Photo: Samantha Contis
Monthly kid-related expenses: food, $1,050… gas, $500… travel (for sports), $225… medical, $200… clothing, $140… sports, $125… entertainment and toys, $85… school fees, $28.
Who we are: Kate, 33; Greg, 36; Luke, 9; and John Patrick, 7.
Where we live: Hattiesburg, Mississippi.
What we do: Greg is an account executive at a paper and supplies company; Kate is a stay-at-home mom who’s working on starting her own business.
Biggest recent change in our finances: Kate was laid off from her COO position in sports marketing last year. “So we’re living on one income. We switched our boys from private to public school, which saves on tuition, and we no longer have to pay for after-school care.”
We never thought we’d spend so much on… “Sports and food. The boys play baseball, football, soccer—you name it. And the gear is expensive. And of course, they’re always hungry. It is amazing how much two growing boys eat in a week.”
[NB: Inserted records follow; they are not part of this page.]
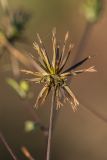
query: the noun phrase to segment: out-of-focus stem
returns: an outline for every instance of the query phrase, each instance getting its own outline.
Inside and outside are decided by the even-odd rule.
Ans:
[[[90,36],[93,25],[94,25],[94,23],[87,22],[86,27],[85,27],[85,31],[82,35],[82,38],[80,39],[79,45],[77,46],[77,50],[75,52],[75,57],[72,62],[73,64],[75,64],[76,62],[78,62],[80,60],[80,58],[83,54],[84,47],[86,46],[88,38]]]
[[[50,154],[51,154],[51,139],[52,139],[52,128],[53,128],[54,102],[55,102],[55,89],[53,89],[52,102],[51,102],[46,160],[50,160]]]
[[[22,147],[21,151],[25,155],[25,157],[27,157],[29,160],[35,160],[26,147]]]
[[[13,160],[18,160],[1,132],[0,132],[0,140],[2,141],[2,143],[4,144],[8,152],[10,153]]]

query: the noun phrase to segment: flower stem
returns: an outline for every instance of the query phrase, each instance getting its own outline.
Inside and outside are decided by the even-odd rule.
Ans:
[[[55,101],[55,89],[53,89],[52,102],[51,102],[46,160],[50,160],[52,128],[53,128],[54,101]]]
[[[4,146],[6,147],[8,152],[10,153],[11,157],[13,158],[13,160],[18,160],[16,155],[13,153],[12,149],[8,145],[7,141],[5,140],[5,138],[4,138],[4,136],[2,135],[1,132],[0,132],[0,140],[2,141],[2,143],[4,144]]]
[[[83,33],[82,38],[80,40],[80,43],[77,47],[75,57],[74,57],[74,60],[73,60],[73,64],[75,64],[76,62],[78,62],[78,60],[80,60],[80,58],[83,54],[83,50],[84,50],[85,46],[87,45],[88,38],[91,34],[92,27],[93,27],[93,23],[87,22],[86,28],[84,30],[84,33]]]

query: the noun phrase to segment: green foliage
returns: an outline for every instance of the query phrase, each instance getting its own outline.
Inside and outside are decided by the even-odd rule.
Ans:
[[[16,93],[21,97],[21,98],[26,98],[28,95],[28,92],[30,90],[29,83],[21,80],[19,83],[12,79],[12,78],[7,78],[6,79],[7,84],[13,88]]]
[[[89,22],[96,22],[101,12],[101,0],[85,0],[82,11]]]

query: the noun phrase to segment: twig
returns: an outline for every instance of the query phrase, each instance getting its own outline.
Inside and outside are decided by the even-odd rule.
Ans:
[[[55,101],[55,89],[53,89],[52,102],[51,102],[46,160],[50,160],[51,139],[52,139],[52,126],[53,126],[53,113],[54,113],[54,101]]]
[[[2,143],[4,144],[8,152],[10,153],[13,160],[18,160],[1,132],[0,132],[0,140],[2,141]]]
[[[80,40],[80,43],[77,47],[75,57],[74,57],[74,60],[73,60],[73,64],[75,64],[78,60],[80,60],[81,55],[83,54],[84,47],[86,46],[88,37],[90,35],[90,32],[92,30],[92,27],[93,27],[93,23],[87,22],[85,31],[84,31],[84,33],[82,35],[82,38]]]
[[[31,153],[28,151],[28,149],[26,148],[26,147],[22,147],[21,148],[21,151],[22,151],[22,153],[25,155],[25,157],[27,157],[29,160],[35,160],[33,157],[32,157],[32,155],[31,155]]]

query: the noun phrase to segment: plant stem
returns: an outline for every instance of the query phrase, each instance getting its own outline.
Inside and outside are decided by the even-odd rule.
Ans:
[[[16,158],[16,155],[13,153],[12,149],[10,148],[10,146],[8,145],[8,143],[6,142],[4,136],[2,135],[1,132],[0,132],[0,139],[3,142],[4,146],[6,147],[6,149],[8,150],[8,152],[10,153],[11,157],[13,158],[13,160],[18,160]]]
[[[50,160],[52,128],[53,128],[54,101],[55,101],[55,89],[53,89],[52,102],[51,102],[46,160]]]
[[[83,54],[84,47],[87,44],[88,37],[90,36],[90,33],[92,31],[92,27],[93,27],[93,23],[87,22],[86,28],[84,30],[84,33],[83,33],[82,38],[80,40],[80,43],[77,47],[75,57],[74,57],[74,60],[73,60],[73,64],[75,64],[76,62],[78,62],[80,60],[80,58]]]

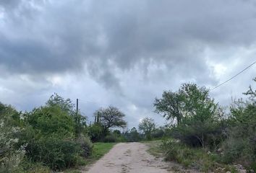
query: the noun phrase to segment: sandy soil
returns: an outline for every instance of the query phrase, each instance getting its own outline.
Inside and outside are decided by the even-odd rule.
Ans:
[[[171,165],[171,163],[164,162],[162,159],[150,155],[147,152],[148,148],[146,145],[140,143],[118,143],[103,158],[92,165],[88,171],[84,172],[176,172],[173,170],[174,165]]]

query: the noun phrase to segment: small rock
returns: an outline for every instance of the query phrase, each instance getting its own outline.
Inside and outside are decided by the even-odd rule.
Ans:
[[[247,173],[247,172],[246,169],[240,169],[240,170],[239,170],[239,173]]]
[[[222,151],[222,148],[218,148],[218,150],[217,150],[217,152],[218,152],[218,153],[221,153]]]

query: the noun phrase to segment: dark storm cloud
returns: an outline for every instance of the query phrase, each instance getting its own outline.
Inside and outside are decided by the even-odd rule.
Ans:
[[[62,73],[85,66],[111,88],[121,87],[114,69],[149,61],[178,76],[213,80],[205,48],[247,47],[256,38],[250,1],[1,1],[0,6],[6,9],[0,63],[9,73]]]

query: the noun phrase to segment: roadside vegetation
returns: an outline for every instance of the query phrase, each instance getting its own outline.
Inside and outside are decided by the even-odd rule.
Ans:
[[[69,99],[57,94],[30,112],[0,103],[0,173],[73,170],[93,163],[116,143],[155,140],[152,154],[162,153],[166,161],[187,168],[254,172],[256,91],[249,86],[244,94],[247,99],[224,108],[210,97],[209,89],[184,84],[154,101],[166,125],[145,117],[130,130],[125,115],[115,107],[96,110],[94,121],[88,123]]]
[[[1,173],[45,173],[85,165],[114,145],[93,143],[95,136],[112,142],[109,128],[127,124],[124,114],[111,106],[101,110],[104,125],[88,125],[86,117],[76,111],[71,100],[57,94],[30,112],[0,103],[0,115]]]
[[[224,109],[195,84],[163,92],[154,106],[169,122],[161,144],[166,159],[205,172],[255,172],[256,91],[244,94],[247,99]]]

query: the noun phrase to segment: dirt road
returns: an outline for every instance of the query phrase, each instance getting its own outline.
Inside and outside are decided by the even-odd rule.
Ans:
[[[162,159],[147,152],[148,146],[140,143],[121,143],[92,165],[88,173],[166,173],[174,172]]]

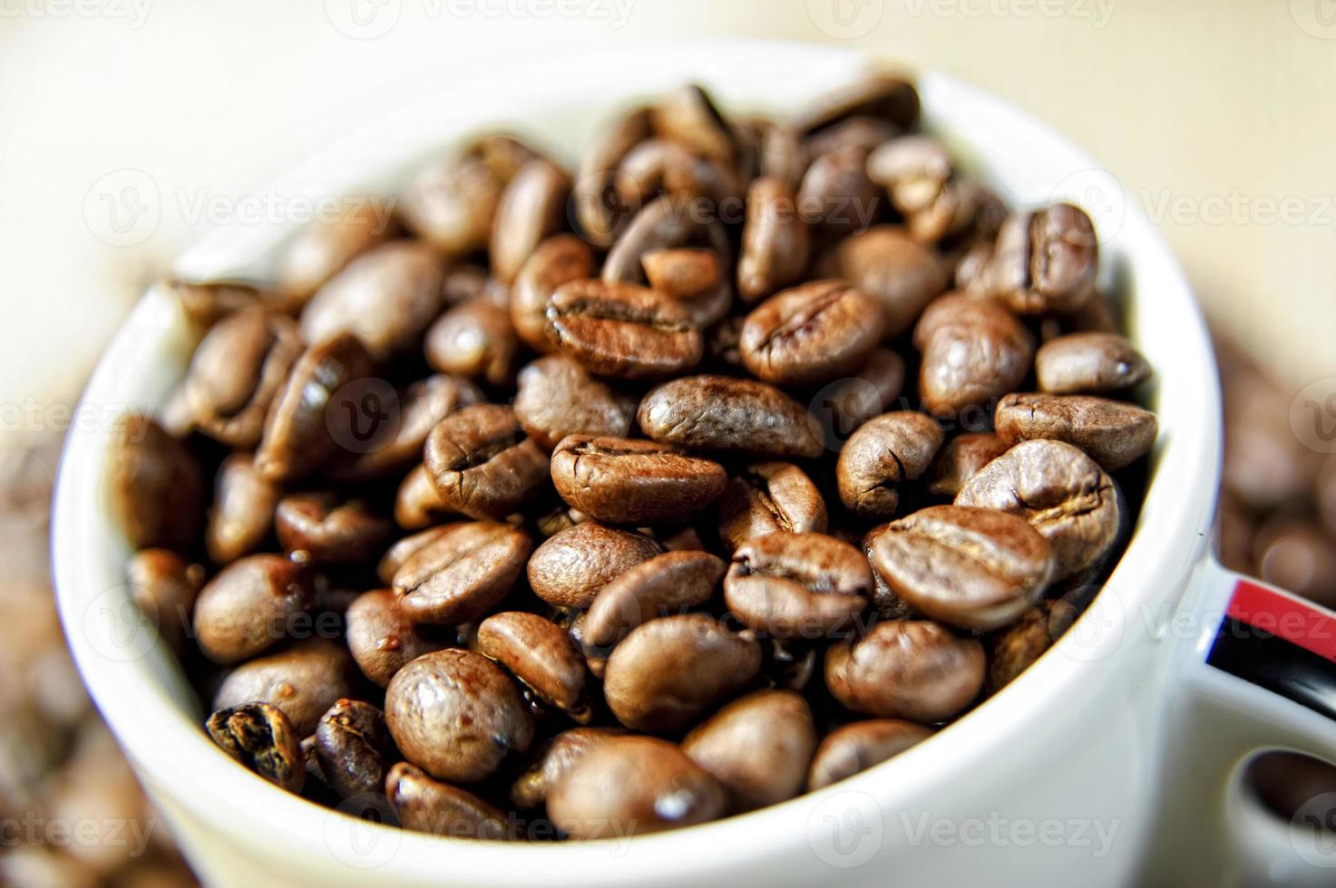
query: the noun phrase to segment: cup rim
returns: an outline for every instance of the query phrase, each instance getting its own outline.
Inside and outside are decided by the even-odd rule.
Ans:
[[[600,64],[608,64],[612,56],[633,64],[652,64],[655,59],[683,52],[695,57],[729,53],[740,56],[744,63],[752,60],[771,67],[776,64],[778,55],[786,59],[786,65],[795,61],[824,64],[842,72],[863,68],[870,60],[860,51],[846,48],[708,40],[593,53],[584,57],[581,64],[573,65],[572,71],[584,71],[588,76],[596,73]],[[969,97],[999,115],[1009,126],[1029,130],[1035,144],[1047,144],[1089,170],[1101,170],[1050,127],[1001,99],[938,72],[923,69],[915,76],[929,111],[933,101],[942,96]],[[414,119],[426,114],[430,107],[442,105],[454,93],[462,95],[465,89],[473,91],[472,95],[485,93],[488,87],[488,81],[465,84],[428,101],[414,103],[391,119]],[[359,132],[365,138],[381,126],[366,127]],[[305,170],[319,162],[321,156],[317,156],[299,167]],[[299,178],[305,174],[294,175]],[[578,871],[587,884],[600,873],[623,883],[651,876],[656,881],[673,876],[685,879],[705,867],[743,864],[767,849],[800,841],[798,836],[804,835],[812,811],[840,795],[862,793],[874,800],[908,797],[937,781],[950,780],[955,769],[963,768],[962,762],[979,756],[982,749],[1001,738],[1035,724],[1046,708],[1070,700],[1069,694],[1079,690],[1074,686],[1089,680],[1089,673],[1100,661],[1112,664],[1126,629],[1124,624],[1130,606],[1148,601],[1152,593],[1156,594],[1157,604],[1162,604],[1165,586],[1157,584],[1157,578],[1186,577],[1205,546],[1200,538],[1201,529],[1209,527],[1220,463],[1220,395],[1209,338],[1188,283],[1164,240],[1125,190],[1122,196],[1128,212],[1118,236],[1126,238],[1128,262],[1136,267],[1138,278],[1146,275],[1154,279],[1157,323],[1173,326],[1178,347],[1184,353],[1181,366],[1190,369],[1196,365],[1200,370],[1196,374],[1180,370],[1161,379],[1161,394],[1172,393],[1174,405],[1184,415],[1177,418],[1174,434],[1161,433],[1157,441],[1154,478],[1148,483],[1140,523],[1146,525],[1148,519],[1153,519],[1157,526],[1174,529],[1174,533],[1146,533],[1146,527],[1141,526],[1133,534],[1106,588],[1096,598],[1096,605],[1077,624],[1079,626],[1098,618],[1101,625],[1112,625],[1118,632],[1104,632],[1094,638],[1093,645],[1079,650],[1073,648],[1075,633],[1069,632],[1007,688],[938,732],[930,742],[919,744],[846,781],[752,813],[639,836],[635,841],[620,845],[616,855],[609,852],[616,847],[616,840],[557,845],[461,841],[334,816],[330,809],[285,793],[238,768],[182,710],[179,689],[164,685],[150,669],[147,658],[118,662],[99,653],[90,632],[102,629],[88,626],[86,617],[90,602],[96,590],[120,582],[119,578],[108,577],[99,564],[84,558],[99,541],[106,545],[106,538],[115,533],[102,513],[99,493],[107,435],[75,429],[65,443],[57,477],[52,557],[57,605],[79,669],[138,773],[151,791],[172,801],[172,809],[182,808],[203,816],[207,804],[210,823],[240,843],[240,847],[263,844],[278,849],[277,853],[294,857],[327,857],[333,853],[342,864],[354,868],[366,864],[339,857],[335,844],[345,841],[347,831],[365,831],[359,835],[370,836],[378,847],[393,845],[393,861],[385,863],[378,873],[395,872],[405,879],[424,881],[440,877],[442,853],[450,855],[452,871],[460,879],[480,883],[494,881],[498,872],[506,881],[525,877],[552,880],[562,869]],[[226,240],[224,231],[214,231],[191,254],[212,251],[216,255],[219,244],[226,248]],[[1146,298],[1145,294],[1141,298]],[[176,311],[179,308],[166,294],[150,292],[118,331],[99,362],[81,403],[114,403],[123,382],[115,373],[118,357],[130,365],[135,359],[148,361],[144,345],[166,337],[170,326],[178,322]],[[1170,495],[1170,485],[1176,486],[1177,495]],[[1152,590],[1152,586],[1158,589]],[[1094,612],[1106,600],[1110,606],[1104,608],[1105,613],[1097,617]],[[107,626],[106,630],[115,629]],[[1062,656],[1063,652],[1070,656]],[[946,774],[943,769],[947,770]],[[888,789],[891,787],[894,791]]]

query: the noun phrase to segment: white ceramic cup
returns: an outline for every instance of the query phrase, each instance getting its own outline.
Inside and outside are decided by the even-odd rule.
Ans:
[[[493,124],[570,159],[615,107],[685,80],[705,83],[729,108],[783,115],[866,65],[851,51],[775,43],[587,53],[411,105],[311,158],[271,192],[394,194],[425,159]],[[1259,750],[1336,758],[1336,722],[1206,662],[1234,578],[1208,554],[1220,395],[1181,271],[1126,192],[1051,130],[942,75],[923,73],[919,85],[926,124],[1013,206],[1071,198],[1092,212],[1106,283],[1125,299],[1130,335],[1156,369],[1161,431],[1145,505],[1121,564],[1075,626],[930,741],[835,787],[716,824],[625,841],[493,844],[330,812],[244,772],[208,741],[199,701],[127,597],[128,553],[106,507],[110,418],[131,406],[162,407],[194,345],[175,302],[154,290],[88,385],[79,415],[98,419],[69,435],[55,569],[92,694],[207,883],[1033,888],[1185,875],[1198,884],[1336,880],[1336,849],[1261,815],[1238,785],[1241,764]],[[1153,134],[1129,122],[1128,138]],[[178,271],[263,279],[294,230],[219,227]],[[1332,624],[1320,621],[1331,614],[1304,613],[1319,621],[1305,625],[1321,650],[1323,626]],[[1329,634],[1325,644],[1329,653]]]

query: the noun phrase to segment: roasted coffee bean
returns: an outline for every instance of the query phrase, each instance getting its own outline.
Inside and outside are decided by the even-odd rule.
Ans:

For example, we just bought… A 40-pack of Capri Sun for $6.83 and four gallons of milk for $12.32. “Those will last a week, maybe. Sometimes we have to run out for more milk.”
Small ways we save
–Kate hits Sam’s Club every Monday morning. “We sometimes clip coupons. But the bulk stores aren’t always cheapest. The local grocery often has better deals on soda.”
–The boys constantly need new shoes. “They wear them out. We’ve found the pricier name brands—we like New Balance—last longer, so we save in the long run.”
More Ways They Can Save
Trade in clothes. The KidVantage Club program at Sears, which includes clothes from Lands’ End, allows you to exchange items that wear out before they’re outgrown, so the Lyons could get spanking-new pants as needed. Sign up at any Sears register. (For details, go to sears.com.)
Get Twitter coupons. Cheaptweet.com puts deals and discounts from Twitter in one place. For example, Kate could search “baseball” and find tweets about websites and stores having sporting-goods sales.
Fuel up midweek. Kate spends a couple of hours daily driving between school and practices. “She should fill up on gas on Wednesdays or Thursdays. There’s less traffic, so stations lower prices to attract business,” says financial expert Farnoosh Torabi, author of Psych Yourself Rich (FT Press, $21, amazon.com). Other gas-saving tips: Turn the engine off instead of idling, and clean out the trunk. Extra weight burns fuel.